Après la guerre, Gide reprend son activisme littéraire international, cherchant avec Jacques Rivière à réaliser un rapprochement intellectuel franco-allemand. En 1919, il publia l'un de ses livres les plus lus, La symphonie pastorale (La symphonie pastorale) et a commencé à travailler sur Les contrefacteurs (Les faux-monnayeurs, 1925), ce qui serait un autre grand triomphe. Les années 1920 furent aussi des années d'implication politique publique pour Gide, notamment en ce qui concerne la lutte anticolonialiste, comme en témoigne Voyage au Congo (1927) et Retour du Tchad (1928), publié en un seul volume en traduction anglaise comme Voyages au Congo (1929). Au début des années 1930, Gide était attiré par le communisme. Alors que la menace fasciste devenait de plus en plus tangible (l'arrivée au pouvoir d'Hitler, l'incendie du Reichstag, l'affaire Stavisky en France), Gide est devenu un compagnon de route, un militant du Comité de vigilance des intellectuels antifascistes, et un participant très actif au grand congrès international des communistes "pour la défense de la culture" en 1935. L'année suivante, il fut invité avec une délégation d'écrivains à visiter l'Union soviétique, où il prononça même une élégie pour Maxim Gorki sur la Place Rouge en présence de Staline. A son retour en France, cependant, il publie Retour de l'URSS (Retour de l'U.R.S.S., 1936) et Réflexions sur l'URSS (Retouches à mon retour de l'U.R.S.S., 1937), exprimant sa désillusion avec le régime soviétique et condamnant le culte de la personnalité. Ciblé en conséquence par les intellectuels communistes, avec Louis Aragon à la tête du peloton, il rompt avec le parti. Il est allé jusqu'à apporter son soutien aux combattants trotskystes du POUM (Parti ouvrier de l'unification marxiste) attaqués par les communistes en Espagne. Gide se retire alors progressivement de l'action politique, s'occupe de la publication de son Journal dans la prestigieuse Bibliothèque de la Pléiade, et a repris son voyage.
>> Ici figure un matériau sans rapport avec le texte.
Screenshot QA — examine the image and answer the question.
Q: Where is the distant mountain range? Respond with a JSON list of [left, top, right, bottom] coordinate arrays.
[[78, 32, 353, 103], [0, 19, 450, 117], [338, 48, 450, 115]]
Pendant la guerre et l'occupation, Gide part d'abord en exil interne en Provence et plus tard en exil externe en Tunisie et en Algérie. En 1941, il a cessé toute collaboration avec le Nouvelle revue français, qui était désormais sous le contrôle du collaborationniste Pierre Drieu la Rochelle.
Les années d'après-guerre furent une période de consécration pour Gide. En 1947, il a remporté le prix Nobel. La version cinématographique de La symphonie pastorale (1946) a été un grand succès, tout comme la mise en scène de Les caves du Vatican à la Comédie-Française en 1950. L'ultime honneur est peut-être venu après la mort de Gide, lorsqu'en 1952 ses œuvres complètes ont été ajoutées à l'Index des livres interdits du Vatican.